California voters have only one group to blame for their $25B budget shortfall; themselves. In the early 2000’s they voted against a referendum that would have created “optional” public funding of campaigns, and so their politicians continued doing what their privatized funders wanted them to do: SPEND MONEY!
And spend it especially on waste… because waste is profitable to those who receive it.
But they have nothing on us. In 2000 over 90% of Wisconsin’s voters approved a campaign finance reform referendum, and Walker and his colleagues gave us a bill with a poison pill destined to kill it dead after the elections. The courts killed it — as the legislature connived — and our budget has skyrocketed since.

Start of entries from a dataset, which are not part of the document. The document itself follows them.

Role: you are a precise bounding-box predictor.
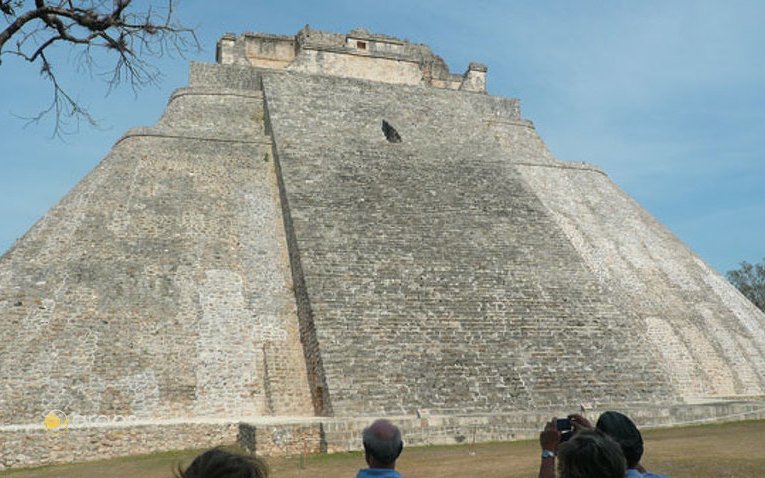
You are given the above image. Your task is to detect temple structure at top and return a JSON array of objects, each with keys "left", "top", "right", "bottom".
[{"left": 216, "top": 25, "right": 487, "bottom": 93}]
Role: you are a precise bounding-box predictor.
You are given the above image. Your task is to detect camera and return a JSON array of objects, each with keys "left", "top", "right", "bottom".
[{"left": 555, "top": 418, "right": 574, "bottom": 443}]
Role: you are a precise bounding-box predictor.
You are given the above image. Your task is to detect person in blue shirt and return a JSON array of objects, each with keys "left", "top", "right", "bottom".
[{"left": 356, "top": 419, "right": 404, "bottom": 478}]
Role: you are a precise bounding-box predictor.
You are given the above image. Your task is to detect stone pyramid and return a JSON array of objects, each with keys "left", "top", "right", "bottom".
[{"left": 0, "top": 27, "right": 765, "bottom": 466}]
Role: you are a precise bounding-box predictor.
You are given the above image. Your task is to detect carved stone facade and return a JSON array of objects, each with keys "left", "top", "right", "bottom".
[{"left": 0, "top": 28, "right": 765, "bottom": 467}]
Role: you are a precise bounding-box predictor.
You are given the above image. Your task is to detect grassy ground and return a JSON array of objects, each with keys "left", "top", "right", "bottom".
[{"left": 0, "top": 421, "right": 765, "bottom": 478}]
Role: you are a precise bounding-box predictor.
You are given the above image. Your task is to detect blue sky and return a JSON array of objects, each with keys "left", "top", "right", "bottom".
[{"left": 0, "top": 0, "right": 765, "bottom": 272}]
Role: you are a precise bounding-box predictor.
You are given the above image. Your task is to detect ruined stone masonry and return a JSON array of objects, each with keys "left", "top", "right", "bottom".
[{"left": 0, "top": 27, "right": 765, "bottom": 469}]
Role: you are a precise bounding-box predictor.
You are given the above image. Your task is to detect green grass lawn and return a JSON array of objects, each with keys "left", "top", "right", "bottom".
[{"left": 0, "top": 420, "right": 765, "bottom": 478}]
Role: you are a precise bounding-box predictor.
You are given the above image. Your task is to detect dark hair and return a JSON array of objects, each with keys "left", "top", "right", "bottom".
[
  {"left": 175, "top": 448, "right": 268, "bottom": 478},
  {"left": 362, "top": 420, "right": 404, "bottom": 465},
  {"left": 595, "top": 412, "right": 643, "bottom": 468},
  {"left": 558, "top": 430, "right": 627, "bottom": 478}
]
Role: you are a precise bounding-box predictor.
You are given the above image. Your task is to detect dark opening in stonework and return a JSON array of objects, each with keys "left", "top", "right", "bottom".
[{"left": 383, "top": 120, "right": 401, "bottom": 143}]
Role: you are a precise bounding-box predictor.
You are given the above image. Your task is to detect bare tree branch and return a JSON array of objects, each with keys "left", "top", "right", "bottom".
[{"left": 0, "top": 0, "right": 199, "bottom": 136}]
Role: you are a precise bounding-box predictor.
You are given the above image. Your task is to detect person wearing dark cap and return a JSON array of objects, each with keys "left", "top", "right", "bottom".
[
  {"left": 356, "top": 419, "right": 404, "bottom": 478},
  {"left": 539, "top": 418, "right": 627, "bottom": 478},
  {"left": 592, "top": 412, "right": 667, "bottom": 478}
]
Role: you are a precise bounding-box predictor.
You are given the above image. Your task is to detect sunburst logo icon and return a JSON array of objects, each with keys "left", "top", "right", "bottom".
[{"left": 43, "top": 410, "right": 69, "bottom": 433}]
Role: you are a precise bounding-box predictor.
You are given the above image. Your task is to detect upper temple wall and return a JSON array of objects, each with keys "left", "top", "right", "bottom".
[{"left": 216, "top": 26, "right": 487, "bottom": 93}]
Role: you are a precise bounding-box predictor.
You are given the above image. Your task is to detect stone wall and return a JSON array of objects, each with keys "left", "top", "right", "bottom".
[
  {"left": 263, "top": 72, "right": 673, "bottom": 416},
  {"left": 0, "top": 75, "right": 313, "bottom": 425},
  {"left": 216, "top": 26, "right": 487, "bottom": 93},
  {"left": 0, "top": 401, "right": 765, "bottom": 471},
  {"left": 510, "top": 160, "right": 765, "bottom": 397}
]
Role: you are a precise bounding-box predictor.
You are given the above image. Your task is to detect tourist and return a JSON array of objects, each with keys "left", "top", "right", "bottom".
[
  {"left": 356, "top": 420, "right": 404, "bottom": 478},
  {"left": 539, "top": 418, "right": 627, "bottom": 478},
  {"left": 595, "top": 412, "right": 667, "bottom": 478},
  {"left": 175, "top": 448, "right": 268, "bottom": 478}
]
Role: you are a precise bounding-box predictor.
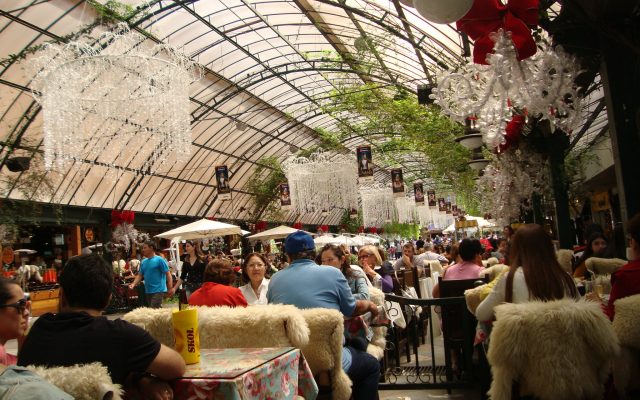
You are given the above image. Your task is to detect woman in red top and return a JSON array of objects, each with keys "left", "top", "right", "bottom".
[
  {"left": 189, "top": 259, "right": 247, "bottom": 307},
  {"left": 605, "top": 214, "right": 640, "bottom": 320}
]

If Walker wants to be an effective governor he must decide early on whose side he’s on. Does he want to govern or is campaign money to govern, as it does out west? If the latter, we must throw him and his cronies out in 2012. But if the former Walker could make an important mark on Wisconsin history.
Let’s give him a chance.
If he wants to govern, his crew must pass a public funding of campaigns bill — “optional” to make it constitutional — and before the game starts, not after three years of haggling and tax giveaways. It’ll cost about $5 per taxpayer per year but will save easily twenty times that in wasteful spending. It’s a no-brainer, but those currently funding the elections will oppose it because they’ll lose control of the politicians and their taxing habits.
Walker is correct that the state is spending far too much money. Exorbitant public employee wages and benefits, and unnecessary and inefficient government departments are just a few that must go. But so must excessive contracts to private companies that fund the elections. Spending goes up when campaign contributions go up, so we know the culprit.
And we must quit complaining about not being able to afford needed things while we simultaneously cut our taxes that pay for them.
Walker could be our best governor ever… or our worst. We’ll have to wait and see.
But let’s also put this to rest:
Who really does create jobs?
The little guy who spends money on his family (the demand side) is the only one in the formula that’s indispensable. Somebody’s got to buy something to start the ball rolling. The crafty CEO who positions himself as the middle-man and pockets the profits (the supply side) can be replaced with the workers.
It’s the little guy that buys product that keeps the other little guys working.
It’s nice to have both, but we must whittle down the current CEO waste in the middle. As a former CEO, I know of not one CEO worth more than $1 million per year, but our corporate rules currently allow this ripoff.
But give them credit; their well-rehearsed trickle-down scam has a lot of people worshiping their lie, because they’ve convinced us of how indispensable rich guys are. Importantly, to keep the lie moving they must share their wealth with the politicians that made it all happen.
I wish Obama’s latest giveaway would have been a six-month knife fight, rather than a one-week cave in. And I wish he’d have turned it over to Anthony Weiner to negotiate. As well, why did Bernie Sanders put on a fake filibuster rather than just putting a “hold” on it? And where is Feingold and Kohl on this? Russ can make a real filibuster happen; let’s hope he does.